Les villes historiques du Yémen sont menacées par la croissance urbaine, l’absence de programmes cohérents de gestion et un exode des membres nantis de la communauté. Aucune activité systématique de développement économique n’est mise en œuvre, et de nombreux logements et bâtiments publics sont mal entretenus et risquent de s’effondrer, engendrant des conditions de logement déplorables pour les résidents. Les techniques traditionnelles de construction se perdent et les réparations des bâtiments historiques sont mal réalisées. La vieille ville de Shibām – connue sous le nom de « Manhattan du désert » à cause de ses gratte-ciels en briques de terre – compte une population d’environ 3.000 habitants vivant dans 470 immeubles à plusieurs étages. À Zabid, une ville de 25.000 habitants, 40 pour cent des maisons de la ville ont été remplacées par des bâtiments en béton, alors que de nombreuses autres maisons sont en très mauvais état.

Principales caractéristiques

Le projet MEDINA implique la rénovation urbaine participative de villes historiques au Yémen. Développé en 2007 dans le cadre d’un accord bilatéral entre le gouvernement yéménite et le gouvernement allemand, le projet a débuté avec les villes historiques de Shibām et Zabid et est maintenant adapté et transféré dans d’autres villes du pays.

Les éléments clés du projet incluent :

  • Le programme de logement : fourniture d’une aide technique et d’incitations financières pour encourager la rénovation, la restauration et la reconstruction de bâtiments résidentiels historiques, en améliorant les conditions de vie, en utilisant des matériaux locaux et en renouant avec les techniques traditionnelles de construction. Des formations sont données aux artisans sur les techniques de construction utilisant la pierre et le bois. Ces travailleurs peuvent maintenant poser leurs candidatures pour de nouveaux emplois et signer des contrats en dehors des zones de rénovation.
  • Des plans intégrés de gestion urbaine impliquant les communautés et les sociétés locales ainsi que les gouvernements nationaux et locaux dans la rénovation urbaine participative. Un forum de réhabilitation urbaine a été créé pour permettre la prise conjointe de décisions et un dialogue entre les différents acteurs, incluant des femmes et des jeunes.
  • La promotion du développement économique : des mesures économiques, telles que la promotion des entreprises et la microfinance, sont utilisées pour aider des groupes locaux à démarrer, moderniser ou améliorer des activités locales et des projets spécifiques. Ces activités vont de l’introduction de l’agriculture à Shibām et la revitalisation du souk central de Zabid, à la réhabilitation des structures de drainage à Jiblah.
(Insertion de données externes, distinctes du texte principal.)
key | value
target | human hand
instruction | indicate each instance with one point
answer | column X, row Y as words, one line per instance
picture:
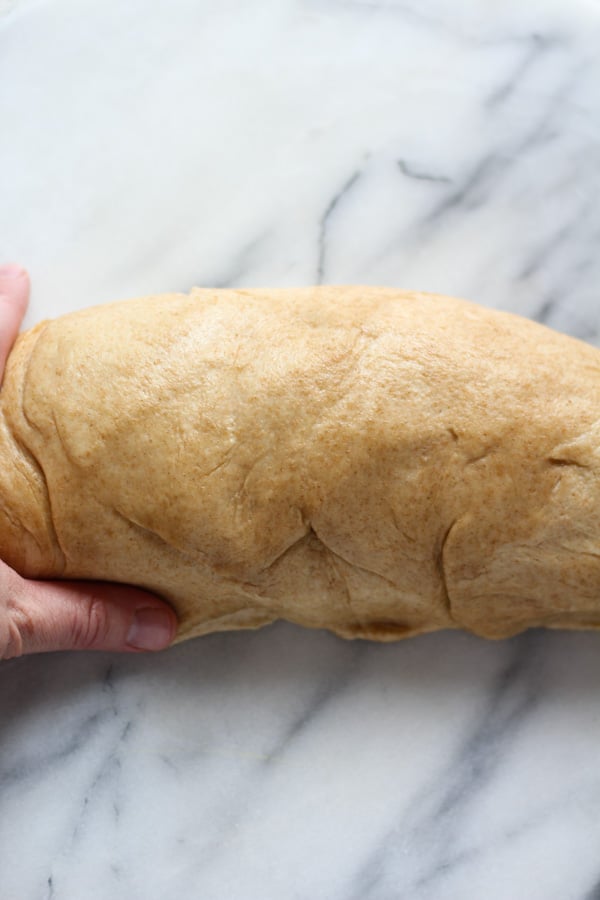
column 38, row 616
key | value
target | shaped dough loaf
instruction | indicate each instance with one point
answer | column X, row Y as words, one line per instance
column 374, row 462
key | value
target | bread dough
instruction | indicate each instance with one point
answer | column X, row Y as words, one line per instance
column 371, row 461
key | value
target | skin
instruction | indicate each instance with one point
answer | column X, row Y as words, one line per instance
column 38, row 616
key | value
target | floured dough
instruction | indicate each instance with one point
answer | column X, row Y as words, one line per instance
column 371, row 461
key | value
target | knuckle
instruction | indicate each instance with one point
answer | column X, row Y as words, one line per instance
column 91, row 625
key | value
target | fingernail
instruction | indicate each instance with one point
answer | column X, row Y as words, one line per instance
column 151, row 629
column 11, row 270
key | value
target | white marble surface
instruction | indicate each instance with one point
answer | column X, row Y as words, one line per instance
column 450, row 146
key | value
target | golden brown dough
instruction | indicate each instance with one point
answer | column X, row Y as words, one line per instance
column 375, row 462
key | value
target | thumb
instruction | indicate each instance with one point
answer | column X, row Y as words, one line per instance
column 80, row 615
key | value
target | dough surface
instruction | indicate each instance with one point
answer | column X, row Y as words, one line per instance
column 375, row 462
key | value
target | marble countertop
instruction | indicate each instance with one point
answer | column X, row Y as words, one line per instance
column 452, row 147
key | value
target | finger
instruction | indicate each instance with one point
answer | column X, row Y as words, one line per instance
column 46, row 615
column 14, row 296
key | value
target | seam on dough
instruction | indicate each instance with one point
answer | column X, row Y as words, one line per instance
column 153, row 535
column 35, row 463
column 440, row 565
column 354, row 564
column 331, row 561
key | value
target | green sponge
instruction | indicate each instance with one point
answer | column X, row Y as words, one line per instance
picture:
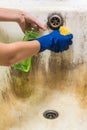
column 25, row 65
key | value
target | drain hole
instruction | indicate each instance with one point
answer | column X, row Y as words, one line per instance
column 55, row 21
column 50, row 114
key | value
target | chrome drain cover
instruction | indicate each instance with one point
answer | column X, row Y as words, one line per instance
column 50, row 114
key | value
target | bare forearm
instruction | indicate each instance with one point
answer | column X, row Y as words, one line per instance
column 18, row 51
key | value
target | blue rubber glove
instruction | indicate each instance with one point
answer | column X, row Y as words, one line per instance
column 55, row 41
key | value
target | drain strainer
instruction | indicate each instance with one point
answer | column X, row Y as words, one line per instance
column 50, row 114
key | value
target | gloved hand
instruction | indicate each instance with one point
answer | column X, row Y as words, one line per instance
column 56, row 41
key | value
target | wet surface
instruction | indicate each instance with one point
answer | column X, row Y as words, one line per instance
column 65, row 92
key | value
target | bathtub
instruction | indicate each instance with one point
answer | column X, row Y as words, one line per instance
column 55, row 82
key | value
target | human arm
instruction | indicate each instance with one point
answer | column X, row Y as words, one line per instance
column 19, row 51
column 22, row 18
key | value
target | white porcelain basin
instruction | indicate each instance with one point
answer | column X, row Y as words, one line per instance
column 55, row 81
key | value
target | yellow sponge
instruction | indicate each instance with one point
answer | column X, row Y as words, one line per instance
column 64, row 31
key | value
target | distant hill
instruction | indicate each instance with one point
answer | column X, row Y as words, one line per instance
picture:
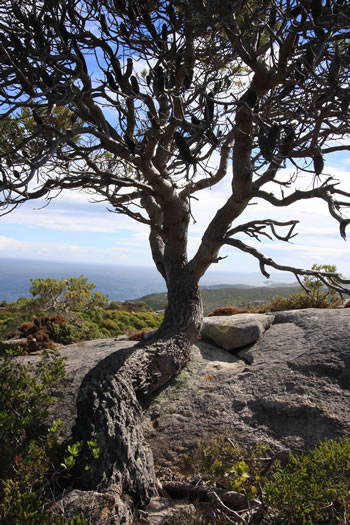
column 223, row 295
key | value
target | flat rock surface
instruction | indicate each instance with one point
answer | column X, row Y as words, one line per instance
column 80, row 359
column 290, row 389
column 294, row 392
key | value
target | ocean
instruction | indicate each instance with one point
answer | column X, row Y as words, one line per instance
column 118, row 282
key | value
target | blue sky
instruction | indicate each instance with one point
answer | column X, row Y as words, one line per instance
column 73, row 229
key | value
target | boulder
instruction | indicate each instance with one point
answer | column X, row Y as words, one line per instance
column 289, row 389
column 293, row 391
column 235, row 331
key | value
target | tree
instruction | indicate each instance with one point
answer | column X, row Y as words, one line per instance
column 155, row 91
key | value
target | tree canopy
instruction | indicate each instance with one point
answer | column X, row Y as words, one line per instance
column 144, row 104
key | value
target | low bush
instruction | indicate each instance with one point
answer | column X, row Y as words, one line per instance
column 308, row 489
column 30, row 454
column 314, row 488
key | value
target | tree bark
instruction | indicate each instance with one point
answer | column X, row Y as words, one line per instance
column 113, row 394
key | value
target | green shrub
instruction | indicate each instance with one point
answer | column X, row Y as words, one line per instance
column 27, row 392
column 30, row 454
column 66, row 296
column 223, row 462
column 313, row 488
column 309, row 489
column 20, row 506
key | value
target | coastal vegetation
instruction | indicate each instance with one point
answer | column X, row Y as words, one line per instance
column 146, row 105
column 68, row 311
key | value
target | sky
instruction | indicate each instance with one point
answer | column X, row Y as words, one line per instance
column 74, row 229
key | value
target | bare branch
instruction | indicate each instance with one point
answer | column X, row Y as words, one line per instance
column 264, row 261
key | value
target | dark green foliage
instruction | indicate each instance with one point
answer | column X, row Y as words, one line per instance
column 29, row 453
column 309, row 489
column 27, row 391
column 86, row 315
column 215, row 298
column 313, row 488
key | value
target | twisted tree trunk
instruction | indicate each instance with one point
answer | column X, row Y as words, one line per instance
column 112, row 396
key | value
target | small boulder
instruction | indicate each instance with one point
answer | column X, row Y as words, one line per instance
column 235, row 331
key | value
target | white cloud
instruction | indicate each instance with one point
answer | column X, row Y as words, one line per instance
column 127, row 243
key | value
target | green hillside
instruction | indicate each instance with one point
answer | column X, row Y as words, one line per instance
column 214, row 298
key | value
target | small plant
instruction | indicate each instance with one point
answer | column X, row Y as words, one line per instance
column 314, row 488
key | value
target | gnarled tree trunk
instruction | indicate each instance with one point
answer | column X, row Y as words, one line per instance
column 112, row 395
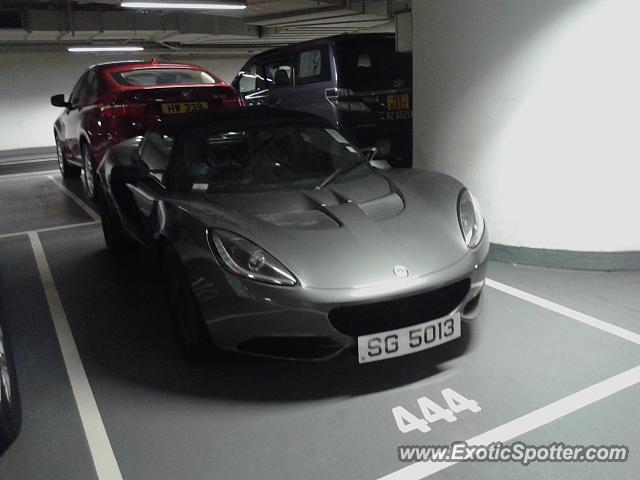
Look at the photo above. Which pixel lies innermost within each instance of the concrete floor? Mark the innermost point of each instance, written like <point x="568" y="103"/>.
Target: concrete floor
<point x="255" y="418"/>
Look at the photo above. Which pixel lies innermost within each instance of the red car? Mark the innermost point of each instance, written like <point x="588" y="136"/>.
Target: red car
<point x="115" y="101"/>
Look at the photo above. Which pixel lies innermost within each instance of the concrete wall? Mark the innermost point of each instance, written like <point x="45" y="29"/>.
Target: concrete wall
<point x="27" y="81"/>
<point x="534" y="105"/>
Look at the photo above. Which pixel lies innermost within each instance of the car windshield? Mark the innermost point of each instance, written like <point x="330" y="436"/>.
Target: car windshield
<point x="264" y="158"/>
<point x="163" y="76"/>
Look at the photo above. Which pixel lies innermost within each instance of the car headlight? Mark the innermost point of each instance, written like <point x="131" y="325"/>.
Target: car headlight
<point x="246" y="259"/>
<point x="470" y="218"/>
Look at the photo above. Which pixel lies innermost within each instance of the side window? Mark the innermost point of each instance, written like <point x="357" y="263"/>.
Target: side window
<point x="74" y="98"/>
<point x="156" y="153"/>
<point x="279" y="73"/>
<point x="89" y="93"/>
<point x="251" y="79"/>
<point x="313" y="65"/>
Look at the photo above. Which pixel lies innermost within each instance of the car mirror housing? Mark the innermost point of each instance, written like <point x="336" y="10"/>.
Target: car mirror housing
<point x="59" y="101"/>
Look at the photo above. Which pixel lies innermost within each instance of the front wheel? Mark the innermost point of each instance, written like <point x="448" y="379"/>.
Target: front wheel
<point x="89" y="171"/>
<point x="67" y="171"/>
<point x="10" y="411"/>
<point x="113" y="237"/>
<point x="188" y="324"/>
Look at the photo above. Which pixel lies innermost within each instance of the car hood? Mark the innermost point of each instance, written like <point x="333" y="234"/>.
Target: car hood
<point x="349" y="234"/>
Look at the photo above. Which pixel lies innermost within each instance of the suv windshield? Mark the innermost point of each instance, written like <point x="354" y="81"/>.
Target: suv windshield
<point x="372" y="64"/>
<point x="163" y="76"/>
<point x="264" y="158"/>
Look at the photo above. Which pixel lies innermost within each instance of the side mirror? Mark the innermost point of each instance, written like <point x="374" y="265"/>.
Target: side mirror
<point x="59" y="101"/>
<point x="128" y="175"/>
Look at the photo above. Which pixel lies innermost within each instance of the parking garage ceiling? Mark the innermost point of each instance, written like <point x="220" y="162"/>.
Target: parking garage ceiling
<point x="39" y="25"/>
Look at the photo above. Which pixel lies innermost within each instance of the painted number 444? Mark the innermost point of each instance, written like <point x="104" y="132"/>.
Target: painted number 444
<point x="432" y="412"/>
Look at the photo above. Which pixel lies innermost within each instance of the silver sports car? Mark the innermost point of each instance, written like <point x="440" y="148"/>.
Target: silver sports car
<point x="278" y="237"/>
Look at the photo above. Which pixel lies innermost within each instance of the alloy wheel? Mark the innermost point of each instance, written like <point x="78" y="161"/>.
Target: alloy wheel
<point x="5" y="376"/>
<point x="88" y="172"/>
<point x="60" y="156"/>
Différentes formations sont données pour maximiser les opportunités de génération de revenus.

Si l’on considère généralement que le patrimoine du Yémen offre un intérêt visuel, celui-ci n’est pas considéré comme étant essentiel pour le développement urbain. Toutefois, les résultats de la première phase du projet ont déjà démontré les avantages de la rénovation urbaine participative. Elle améliore les conditions de vie, promeut les petites entreprises et a un impact positif sur les revenus et l’emploi dans le secteur de la construction. Le moteur de ce projet de réhabilitation n’est pas la préservation des bâtiments, malgré leur importance architecturale internationale, mais bien la création de nouvelles structures économiques et sociales qui restaureront la vitalité de la ville et encourageront la participation active des résidents dans la gestion de la rénovation de leur ville.

L’initiative a été mise en œuvre par l’Agence allemande pour la Coopération internationale (GIZ, anciennement GTZ) en partenariat avec l’Organisation pour la préservation des villes historiques du Yémen (GOPHCY) et d’autres partenaires locaux, nationaux et internationaux.

Outre la préparation de schémas directeurs et de plans de conservation urbaine, la GIZ a aidé la GOPHCY à développer une Loi pour la préservation des villes historiques, en vue de permettre aux autorités de mieux contrôler les infractions en matière de construction ainsi que les constructions non planifiées dans les villes historiques.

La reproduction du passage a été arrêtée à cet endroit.